Eu convido os leitores a refletir sobre a quantidade de horas de trabalho que seriam economizadas pelo jornalista ou editor de um jornal que tem uma ferramenta que não comete erros de gramática ou de grafia. Ou quanto tempo seria economizado com traduções de artigos científicos ou livros com uma ferramenta que tenha a capacidade de analisar o contexto e usar os termos corretos todas as vezes. Assim, eu vejo as ferramentas generativas, como a OpenAI, como uma grande oportunidade para reajustarmos o uso do nosso tempo, e usarmos este tempo que teremos a mais para exercer nossa criatividade, coisa que a IA ainda não é capaz de fazer!

Recentemente, uma fabricante de automóveis utilizou a IA para recriar a cantora Elis Regina em uma campanha publicitária que dividiu opiniões. Esse caminho poderia ser usado para quem sabe no futuro recriar memórias de nossos entes queridos que já morreram. O que você acha disso, professor?

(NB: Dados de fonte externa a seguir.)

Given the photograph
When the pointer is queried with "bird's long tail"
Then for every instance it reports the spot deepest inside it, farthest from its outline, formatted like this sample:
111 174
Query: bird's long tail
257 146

Há uma corrente forte dentro da IA que visa a imortalização das pessoas por meio de IAs que simulem humanos quando em vida. Com o avanço na área de robótica, há ainda os que se propõem a criar até mesmo androides que tenham traços físicos de pessoas. A pergunta que temos que nos fazer é “onde nos perdemos no caminho?”, ou “onde falhamos enquanto humanidade para querermos ter tanto controle sobre a morte?”. As novas tecnologias certamente trarão possibilidades, mas resta-nos a reflexão sobre quais delas nos convém, quais nos desumanizam, e quais são realmente úteis para o bem-estar da humanidade. Eu, como um bom professor de Inteligência Artificial, jamais trocaria o abraço de minha esposa, ou o sorriso do meu pai, por qualquer protótipo que vise substituí-los. Prefiro minha memória falha destes momentos.